Una seconda causa di vulnerabilità dei sistemi globali è la perdita della
capacità di adattamento ai mutamenti locali, di qualsivoglia natura:
sociali, economici, ambientali. Essa consegue sia dalla riduzione della
varietà della natura e dei comportamenti che i costruttori di sistemi
globali tenacemente perseguono, sia dalla perdita di autonomia
decisionale che i soggetti locali subiscono perché i centri di decisione
sono stati trasferiti altrove. In ampie regioni del globo, Europa
compresa, i sistemi economici locali sono stati decostruiti e poi
ricostruiti in un modo tale che le decisioni attinenti i modi di produrre
beni d'uso o alimenti, l'occupazione, i consumi, la distribuzione della
popolazione sul territorio, che un tempo erano prese sul luogo da
artigiani, piccoli imprenditori, coltivatori, amministratori locali, sono
ora prese da qualcuno che sta a migliaia di chilometri di distanza. Un
decisore lontano non è necessariamente un decisore malvagio. E' però un
decisore al quale della regione in cui le sue decisioni ricadranno
importa probabilmente poco, non foss'altro perché nel suo ordine di
priorità globali quella regione occupa magari il decimo posto. Nel
migliore dei casi finirà per prendere decisioni tardive o inadeguate.

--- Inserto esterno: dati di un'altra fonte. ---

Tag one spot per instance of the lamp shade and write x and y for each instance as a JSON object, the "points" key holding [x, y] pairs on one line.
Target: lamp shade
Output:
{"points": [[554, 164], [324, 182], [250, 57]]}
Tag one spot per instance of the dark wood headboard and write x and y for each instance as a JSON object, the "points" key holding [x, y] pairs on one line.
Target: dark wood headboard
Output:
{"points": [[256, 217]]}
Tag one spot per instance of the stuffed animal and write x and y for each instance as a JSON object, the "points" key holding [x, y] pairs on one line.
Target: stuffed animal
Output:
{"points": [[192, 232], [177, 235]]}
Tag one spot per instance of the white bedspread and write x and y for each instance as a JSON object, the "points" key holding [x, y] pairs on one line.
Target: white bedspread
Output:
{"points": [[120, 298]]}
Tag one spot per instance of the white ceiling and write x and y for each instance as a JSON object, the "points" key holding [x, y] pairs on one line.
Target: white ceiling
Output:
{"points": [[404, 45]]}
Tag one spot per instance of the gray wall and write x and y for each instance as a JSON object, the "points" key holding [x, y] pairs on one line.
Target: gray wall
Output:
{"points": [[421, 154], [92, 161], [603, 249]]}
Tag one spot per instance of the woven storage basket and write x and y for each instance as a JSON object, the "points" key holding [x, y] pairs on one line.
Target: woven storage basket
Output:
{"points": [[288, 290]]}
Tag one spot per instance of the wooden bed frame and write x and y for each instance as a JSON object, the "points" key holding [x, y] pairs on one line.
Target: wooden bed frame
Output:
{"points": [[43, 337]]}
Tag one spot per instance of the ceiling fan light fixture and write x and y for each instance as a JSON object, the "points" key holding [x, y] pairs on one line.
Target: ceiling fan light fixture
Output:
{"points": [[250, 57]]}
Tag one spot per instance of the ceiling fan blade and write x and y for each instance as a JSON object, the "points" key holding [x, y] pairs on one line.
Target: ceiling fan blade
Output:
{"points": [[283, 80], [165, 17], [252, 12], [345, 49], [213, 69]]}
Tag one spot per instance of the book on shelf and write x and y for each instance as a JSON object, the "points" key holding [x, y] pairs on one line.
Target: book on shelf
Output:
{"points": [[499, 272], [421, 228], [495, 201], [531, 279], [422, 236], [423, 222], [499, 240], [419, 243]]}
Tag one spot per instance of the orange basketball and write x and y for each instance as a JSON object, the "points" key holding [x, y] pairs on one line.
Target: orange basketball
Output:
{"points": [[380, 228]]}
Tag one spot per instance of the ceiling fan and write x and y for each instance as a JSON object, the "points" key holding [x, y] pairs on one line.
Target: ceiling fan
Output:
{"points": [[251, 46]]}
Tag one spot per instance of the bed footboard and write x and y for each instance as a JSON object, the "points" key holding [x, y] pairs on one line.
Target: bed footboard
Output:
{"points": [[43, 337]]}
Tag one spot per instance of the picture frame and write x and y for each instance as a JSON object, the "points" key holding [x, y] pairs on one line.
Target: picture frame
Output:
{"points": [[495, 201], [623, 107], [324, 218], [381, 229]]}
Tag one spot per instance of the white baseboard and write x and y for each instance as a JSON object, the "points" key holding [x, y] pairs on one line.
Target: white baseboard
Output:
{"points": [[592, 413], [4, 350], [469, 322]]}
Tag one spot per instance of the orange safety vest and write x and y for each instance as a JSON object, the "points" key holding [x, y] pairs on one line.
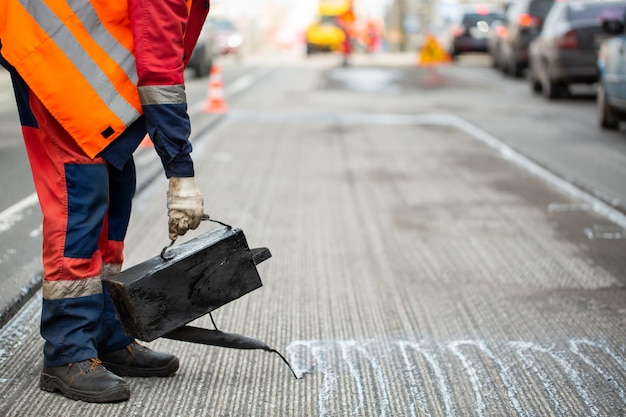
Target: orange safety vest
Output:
{"points": [[77, 57]]}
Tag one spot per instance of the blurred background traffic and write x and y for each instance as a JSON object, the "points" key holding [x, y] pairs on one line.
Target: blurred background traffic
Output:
{"points": [[555, 45]]}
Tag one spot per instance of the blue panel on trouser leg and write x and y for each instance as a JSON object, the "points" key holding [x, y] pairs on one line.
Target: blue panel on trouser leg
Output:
{"points": [[87, 195], [121, 191], [70, 327], [112, 336], [22, 92]]}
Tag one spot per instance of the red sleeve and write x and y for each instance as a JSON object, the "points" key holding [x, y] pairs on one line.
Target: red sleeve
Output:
{"points": [[158, 33]]}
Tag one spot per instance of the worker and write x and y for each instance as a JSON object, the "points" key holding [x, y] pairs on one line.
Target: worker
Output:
{"points": [[91, 78]]}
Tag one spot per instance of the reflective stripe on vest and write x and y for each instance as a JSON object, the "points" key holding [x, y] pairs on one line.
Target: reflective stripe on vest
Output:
{"points": [[78, 62]]}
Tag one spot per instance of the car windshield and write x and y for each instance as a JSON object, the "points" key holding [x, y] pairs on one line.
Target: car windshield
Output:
{"points": [[224, 25], [470, 19], [540, 8], [586, 11]]}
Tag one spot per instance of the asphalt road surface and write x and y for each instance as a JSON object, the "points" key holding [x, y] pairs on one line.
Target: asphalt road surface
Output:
{"points": [[439, 248]]}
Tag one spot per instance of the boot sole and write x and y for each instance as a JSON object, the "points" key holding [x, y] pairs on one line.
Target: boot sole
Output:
{"points": [[115, 394], [121, 370]]}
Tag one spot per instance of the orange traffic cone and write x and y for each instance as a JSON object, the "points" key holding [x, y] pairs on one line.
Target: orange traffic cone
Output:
{"points": [[146, 142], [215, 101]]}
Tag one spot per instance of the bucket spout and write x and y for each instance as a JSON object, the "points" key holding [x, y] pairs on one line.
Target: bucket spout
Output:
{"points": [[222, 339]]}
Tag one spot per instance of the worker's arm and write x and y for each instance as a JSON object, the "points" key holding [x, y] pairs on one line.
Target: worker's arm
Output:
{"points": [[164, 33]]}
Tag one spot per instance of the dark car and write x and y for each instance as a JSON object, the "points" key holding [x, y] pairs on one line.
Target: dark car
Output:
{"points": [[524, 20], [202, 57], [566, 50], [497, 32], [611, 97], [469, 32]]}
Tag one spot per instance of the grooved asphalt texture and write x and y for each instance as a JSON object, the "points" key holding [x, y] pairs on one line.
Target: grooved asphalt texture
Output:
{"points": [[414, 272]]}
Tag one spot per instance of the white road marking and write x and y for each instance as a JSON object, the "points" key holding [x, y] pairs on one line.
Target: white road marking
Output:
{"points": [[14, 214], [342, 362]]}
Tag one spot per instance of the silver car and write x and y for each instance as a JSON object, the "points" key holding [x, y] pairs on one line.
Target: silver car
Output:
{"points": [[566, 50]]}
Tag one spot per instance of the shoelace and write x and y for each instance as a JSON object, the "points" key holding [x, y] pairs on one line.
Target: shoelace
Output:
{"points": [[95, 362]]}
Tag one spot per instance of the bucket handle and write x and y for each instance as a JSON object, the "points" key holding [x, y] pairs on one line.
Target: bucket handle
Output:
{"points": [[205, 217]]}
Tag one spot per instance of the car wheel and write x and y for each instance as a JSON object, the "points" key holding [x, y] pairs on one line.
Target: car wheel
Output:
{"points": [[514, 68], [535, 85], [554, 89], [606, 116]]}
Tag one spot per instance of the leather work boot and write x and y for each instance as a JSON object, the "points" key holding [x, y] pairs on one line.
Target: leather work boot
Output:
{"points": [[138, 360], [87, 381]]}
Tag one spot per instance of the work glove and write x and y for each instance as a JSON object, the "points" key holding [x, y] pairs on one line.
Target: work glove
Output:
{"points": [[185, 206]]}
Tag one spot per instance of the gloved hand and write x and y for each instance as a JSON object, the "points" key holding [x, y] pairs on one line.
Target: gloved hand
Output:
{"points": [[185, 206]]}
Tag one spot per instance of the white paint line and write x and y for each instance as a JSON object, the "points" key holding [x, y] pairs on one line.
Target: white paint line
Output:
{"points": [[14, 214], [470, 370], [571, 374], [437, 370], [355, 373], [520, 348], [574, 346], [384, 400]]}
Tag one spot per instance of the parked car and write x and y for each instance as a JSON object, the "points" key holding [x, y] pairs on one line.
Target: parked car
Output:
{"points": [[203, 54], [469, 31], [566, 50], [497, 32], [524, 20], [228, 39], [611, 97]]}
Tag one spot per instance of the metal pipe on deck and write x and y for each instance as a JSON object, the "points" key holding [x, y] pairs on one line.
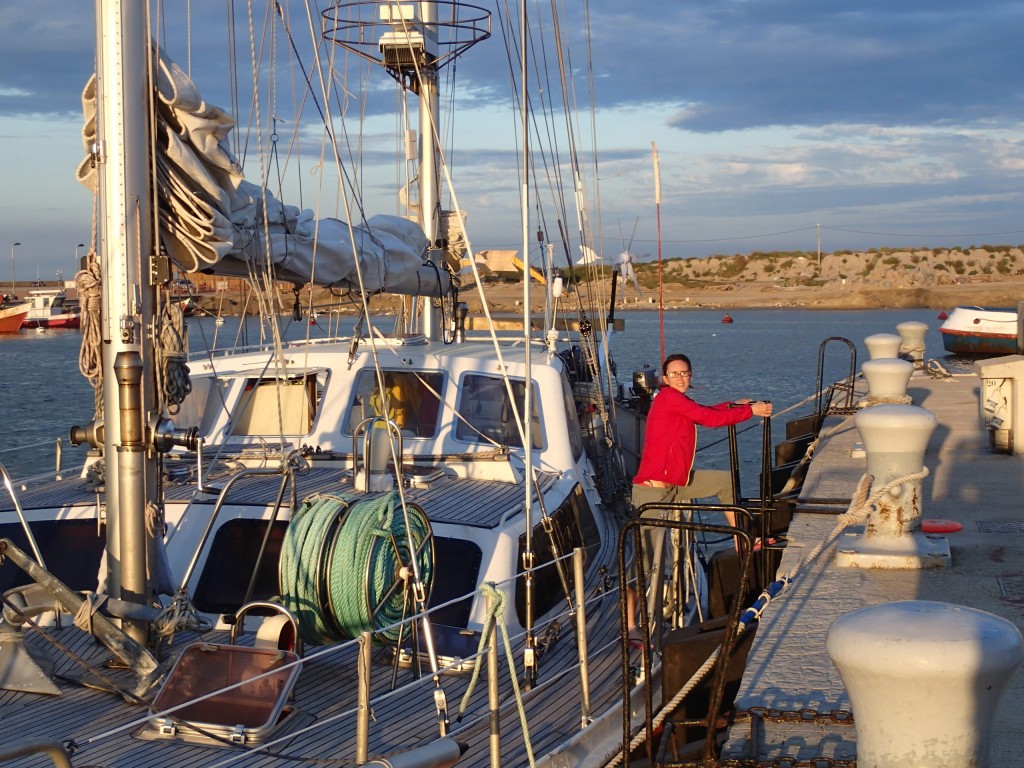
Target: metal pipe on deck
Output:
{"points": [[363, 699], [581, 611], [131, 487]]}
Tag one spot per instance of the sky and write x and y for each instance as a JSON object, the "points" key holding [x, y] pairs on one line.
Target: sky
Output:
{"points": [[875, 124]]}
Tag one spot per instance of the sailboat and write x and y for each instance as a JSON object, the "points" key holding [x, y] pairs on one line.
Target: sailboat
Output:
{"points": [[298, 552]]}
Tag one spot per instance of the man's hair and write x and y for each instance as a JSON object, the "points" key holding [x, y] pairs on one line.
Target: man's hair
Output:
{"points": [[673, 358]]}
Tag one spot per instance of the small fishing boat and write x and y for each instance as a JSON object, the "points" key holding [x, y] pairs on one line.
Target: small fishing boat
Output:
{"points": [[11, 316], [978, 331], [50, 307]]}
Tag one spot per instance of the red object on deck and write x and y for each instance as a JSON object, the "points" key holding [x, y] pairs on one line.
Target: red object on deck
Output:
{"points": [[940, 526]]}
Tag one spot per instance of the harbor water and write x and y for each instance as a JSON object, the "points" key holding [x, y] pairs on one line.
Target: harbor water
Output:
{"points": [[763, 354]]}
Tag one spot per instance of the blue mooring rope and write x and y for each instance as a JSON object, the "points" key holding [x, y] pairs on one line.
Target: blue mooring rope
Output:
{"points": [[343, 564]]}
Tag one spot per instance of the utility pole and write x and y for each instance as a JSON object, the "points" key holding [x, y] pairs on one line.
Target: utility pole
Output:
{"points": [[819, 250]]}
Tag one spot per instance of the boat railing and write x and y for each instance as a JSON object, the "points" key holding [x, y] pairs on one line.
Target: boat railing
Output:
{"points": [[57, 443], [55, 751], [20, 515], [683, 524]]}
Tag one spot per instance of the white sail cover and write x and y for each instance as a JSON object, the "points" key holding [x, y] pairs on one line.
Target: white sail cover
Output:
{"points": [[211, 219]]}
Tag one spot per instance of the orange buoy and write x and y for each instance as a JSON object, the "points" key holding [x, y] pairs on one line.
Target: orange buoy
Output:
{"points": [[940, 526]]}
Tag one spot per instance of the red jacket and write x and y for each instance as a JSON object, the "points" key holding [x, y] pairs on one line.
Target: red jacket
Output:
{"points": [[671, 435]]}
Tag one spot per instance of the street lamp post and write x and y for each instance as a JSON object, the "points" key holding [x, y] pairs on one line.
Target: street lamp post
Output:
{"points": [[12, 247]]}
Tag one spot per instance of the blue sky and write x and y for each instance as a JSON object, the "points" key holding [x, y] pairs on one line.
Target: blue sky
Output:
{"points": [[888, 124]]}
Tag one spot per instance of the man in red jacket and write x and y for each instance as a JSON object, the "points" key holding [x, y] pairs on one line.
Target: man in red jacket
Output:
{"points": [[666, 473]]}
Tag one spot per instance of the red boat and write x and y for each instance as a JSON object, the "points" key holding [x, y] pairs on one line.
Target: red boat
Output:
{"points": [[49, 307], [11, 316]]}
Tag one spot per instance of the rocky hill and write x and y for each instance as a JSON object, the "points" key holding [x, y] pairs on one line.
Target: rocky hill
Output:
{"points": [[989, 275], [923, 278]]}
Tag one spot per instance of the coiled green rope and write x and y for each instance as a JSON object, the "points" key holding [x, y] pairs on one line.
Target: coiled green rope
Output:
{"points": [[346, 567]]}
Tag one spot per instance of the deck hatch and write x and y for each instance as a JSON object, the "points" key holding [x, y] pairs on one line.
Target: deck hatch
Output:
{"points": [[243, 715]]}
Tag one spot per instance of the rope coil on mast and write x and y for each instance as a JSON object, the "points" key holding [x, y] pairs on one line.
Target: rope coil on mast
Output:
{"points": [[346, 566]]}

V'è un paradosso nei sistemi globali: alcuni di essi sono stati
sviluppati con il preciso scopo di ridurre la vulnerabilità dei processi
sociali o tecnologici che ne sono alla base. Esemplare è il caso di
Internet, divenuta ormai il principale sistema di comunicazione a fini
scientifici ed economici, per vari aspetti modello di tutti i sistemi
globali. La sua antenata, Arpanet, fu creata nel 1969 al fine di evitare
che la comunicazione tra elaboratori elettronici potesse essere
interrotta da atti di sabotaggio o da un attacco nucleare. Se il computer
A è collegato con una sola linea al computer B, un colpo di forbici alla
linea, reale o figurato, gli impedirà di comunicare con B. Ma se A e B
sono collegati in rete con C, D, ecc., un dato messaggio troverà sempre
la strada per arrivare da A a B. La rete rendeva così invulnerabile la
comunicazione. All'inizio Arpanet constava di quattro soli computer,
diventati faticosamente una trentina nel 1971. Oggi i computer collegati
tramite Internet sono diventati centinaia di milioni. La comunicazione
tra di loro continua ad essere invulnerabile? C'è qualche motivo per
dubitarne. Infatti l'enorme aumento del traffico di dati ha reso
necessaria la posa di cavi transoceanici in fibra ottica, tra Europa,
Americhe ed Estremo Oriente, attraverso i quali passa la maggior parte
dei dati di rilevanza scientifica ed economica. Questi cavi sono pochi,
meno di una dozzina per stare ai più importanti; quindi i sistemi di
comunicazione che ne dipendono sono intrinsecamente vulnerabili. Inoltre
i pc collegati a Internet funzionano in forza di tre soli sistemi
operativi (Windows, Mac Os e Linux), il primo dei quali è presente in
circa il 90% dei pc. Quando i pc se ne stavano da soli, questa poteva
essere una gran comodità. Ma ora che sono quasi tutti in rete, il
ridottissimo numero di sistemi operativi facilita grandemente lo sviluppo
e la diffusione di virus informatici.
Oltre ai dolori che hanno recato e recheranno, la tragedia americana e la
guerra ci stanno facendo toccare con mano che cosa significhi la
vulnerabilità globale. Essa comporta sin da ora costi umani addizionali,
come una decina di milioni di nuovi poveri, quelli che vivono con meno di
un dollaro al giorno. Potrebbe essere giunto il momento per cercare di
comprendere perché il mondo sembra rifiutarsi di funzionare come un
orologio. E per provare eventualmente a cambiare disegno.